I always dated my age or younger in my 20s. I found older guys set in their ways and really dull. A man in his 40s who still has enthusiasm, not obsessed with sport, a sense of humour, is happy to say ‘yes I’m up for that’. Not ‘no it’s not my thing’. That 40 year old is young in my opinion! It’s about outlook and attitude not age.

AndrexPuppy · 11/07/2023 16:24

Perhaps ask your wife what she finds attractive about you and seek help (of the professional sort) for your self esteem issues, OP. This is the kind of thing that go very wrong, left unchecked.

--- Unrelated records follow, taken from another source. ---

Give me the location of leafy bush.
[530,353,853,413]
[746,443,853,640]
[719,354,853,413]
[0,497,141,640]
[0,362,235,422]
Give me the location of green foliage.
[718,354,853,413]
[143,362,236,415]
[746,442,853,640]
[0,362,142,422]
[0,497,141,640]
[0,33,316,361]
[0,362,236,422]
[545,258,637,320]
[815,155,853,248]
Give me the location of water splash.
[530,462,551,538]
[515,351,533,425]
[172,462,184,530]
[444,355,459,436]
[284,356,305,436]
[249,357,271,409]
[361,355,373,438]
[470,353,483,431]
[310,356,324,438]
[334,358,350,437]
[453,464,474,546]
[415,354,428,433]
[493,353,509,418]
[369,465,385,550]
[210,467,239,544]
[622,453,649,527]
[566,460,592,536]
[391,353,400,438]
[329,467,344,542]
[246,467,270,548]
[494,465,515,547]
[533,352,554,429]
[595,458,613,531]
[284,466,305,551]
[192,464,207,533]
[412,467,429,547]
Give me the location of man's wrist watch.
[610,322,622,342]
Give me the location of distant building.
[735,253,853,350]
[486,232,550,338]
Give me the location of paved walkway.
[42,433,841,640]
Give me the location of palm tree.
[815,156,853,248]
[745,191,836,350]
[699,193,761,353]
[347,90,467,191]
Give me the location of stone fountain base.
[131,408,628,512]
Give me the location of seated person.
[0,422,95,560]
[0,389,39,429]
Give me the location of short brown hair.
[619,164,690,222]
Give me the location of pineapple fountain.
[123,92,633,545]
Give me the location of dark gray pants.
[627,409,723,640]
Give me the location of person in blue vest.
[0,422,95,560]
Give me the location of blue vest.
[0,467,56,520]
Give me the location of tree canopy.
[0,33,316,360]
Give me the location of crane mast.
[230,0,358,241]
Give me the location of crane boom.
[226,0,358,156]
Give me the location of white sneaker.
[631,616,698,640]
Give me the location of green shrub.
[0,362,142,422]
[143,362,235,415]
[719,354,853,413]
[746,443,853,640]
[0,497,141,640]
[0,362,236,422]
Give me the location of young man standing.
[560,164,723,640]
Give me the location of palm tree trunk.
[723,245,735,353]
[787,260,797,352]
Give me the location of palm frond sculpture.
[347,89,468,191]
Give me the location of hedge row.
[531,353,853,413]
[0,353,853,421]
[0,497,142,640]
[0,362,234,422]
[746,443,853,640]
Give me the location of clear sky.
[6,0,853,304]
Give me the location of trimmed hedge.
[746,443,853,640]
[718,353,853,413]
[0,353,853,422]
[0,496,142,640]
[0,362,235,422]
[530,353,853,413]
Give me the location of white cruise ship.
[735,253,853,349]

CrepuscularCritter · 11/07/2023 16:30

mrssanchez · 11/07/2023 15:14

I was dating a 40 year old when I was 19. We met on a college course, he was a mature student and we just got on.
I have no "daddy issues" and no "thing for older men", he was interesting, kind, intelligent, funny, etc.
I felt very comfortable with him and could be myself, his age was only a problem in the long term sense as I was very aware that it was never going to be a serious relationship. There was no way I wanted anything to do with 2 ex wives and step kids almost my own age!

This, although children weren't part of the situation.

I had relationships with men in their mid to late thirties when I was early twenties. I chose to be with them because they were interesting, kind, witty, and most of all, they knew themselves well. And to be honest, I never really considered their age to be a factor.